Appellants in their suggestion of error vigorously challenge the soundness of the opinion handed down in this case. It is provided, among other things, in section 160 of the Constitution, that in all cases where the chancery court "exercised jurisdiction, auxiliary to courts of common law, it may exercise such jurisdiction to grant the relief sought, although the legal remedy may not have been exhausted or the legal title established by a suit at law." Section 161 of the Constitution provides, among other things, for jurisdiction in the chancery courts of suits "involving inquiry into matters of mutual accounts."
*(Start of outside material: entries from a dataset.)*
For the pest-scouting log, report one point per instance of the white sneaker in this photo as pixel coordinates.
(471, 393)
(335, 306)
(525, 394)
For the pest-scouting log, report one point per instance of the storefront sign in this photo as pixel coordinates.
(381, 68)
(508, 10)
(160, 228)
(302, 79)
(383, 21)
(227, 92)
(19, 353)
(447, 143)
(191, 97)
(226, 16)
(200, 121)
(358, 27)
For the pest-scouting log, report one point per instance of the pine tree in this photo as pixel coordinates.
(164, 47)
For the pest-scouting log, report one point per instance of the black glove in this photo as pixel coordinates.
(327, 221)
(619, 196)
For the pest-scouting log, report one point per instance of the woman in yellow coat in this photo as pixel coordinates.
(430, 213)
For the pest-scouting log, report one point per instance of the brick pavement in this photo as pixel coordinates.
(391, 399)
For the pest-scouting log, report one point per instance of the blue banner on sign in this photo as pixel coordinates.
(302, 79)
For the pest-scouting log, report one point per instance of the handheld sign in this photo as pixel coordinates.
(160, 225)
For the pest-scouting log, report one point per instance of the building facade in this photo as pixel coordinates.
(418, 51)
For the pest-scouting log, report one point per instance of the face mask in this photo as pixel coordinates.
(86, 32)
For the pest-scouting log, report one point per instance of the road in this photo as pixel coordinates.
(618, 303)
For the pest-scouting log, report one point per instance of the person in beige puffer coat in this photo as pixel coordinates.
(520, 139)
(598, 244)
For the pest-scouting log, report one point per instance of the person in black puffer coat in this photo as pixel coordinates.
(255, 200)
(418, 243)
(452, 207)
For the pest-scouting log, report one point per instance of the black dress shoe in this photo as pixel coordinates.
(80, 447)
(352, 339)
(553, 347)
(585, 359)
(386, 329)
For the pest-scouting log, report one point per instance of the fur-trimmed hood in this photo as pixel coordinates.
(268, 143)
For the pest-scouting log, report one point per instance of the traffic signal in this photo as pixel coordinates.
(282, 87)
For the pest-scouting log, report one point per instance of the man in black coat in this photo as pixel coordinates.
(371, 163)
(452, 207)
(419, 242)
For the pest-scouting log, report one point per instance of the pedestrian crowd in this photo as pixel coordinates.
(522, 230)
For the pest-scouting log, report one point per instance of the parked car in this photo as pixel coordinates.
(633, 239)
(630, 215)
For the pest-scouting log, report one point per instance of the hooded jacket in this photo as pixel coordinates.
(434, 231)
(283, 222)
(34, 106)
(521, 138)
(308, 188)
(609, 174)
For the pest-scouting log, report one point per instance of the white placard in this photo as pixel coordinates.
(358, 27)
It is true under the decisions of this court that the state banking department is entitled to recover from each stockholder the full amount of the par value of his stock, regardless of whether the entire recovery be *Page 46 
needed in the administration of the affairs of the bank or not. It is hardly conceivable, however, that all judgments against the stockholders could be collected to their full amount. Take, for illustration, a bank of one hundred thousand dollars capital, with one hundred stockholders of shares of the par value of one thousand dollars each. Judgments at law are recovered against each one of them for the amount of his liability under the statute. One-fourth of the stockholders are execution proof; the judgments against them are worthless. On the judgments against the balance of the stockholders, after due diligence in their enforcement, there is collected varying proportions of their liability, ranging from ten per cent. to one hundred per cent. And it is found, after all efforts to enforce the judgments have been exhausted, and after discharging all obligations for which the fund is liable, there is left twenty-five thousand dollars of it to go back to the stockholders. As it appears to us, the settlement of such a matter would involve inquiry into mutual accounts, and, furthermore, that the circuit court would be wholly inadequate to administer the required relief. It would be necessary to have all the parties before one court in one cause, in order to furnish an adequate remedy. One of the original heads of equity jurisdiction was the lack of an adequate remedy at law. We are unable to see how the affairs of an insolvent bank in liquidation under the state banking law could be justly and adequately administered in a court of law.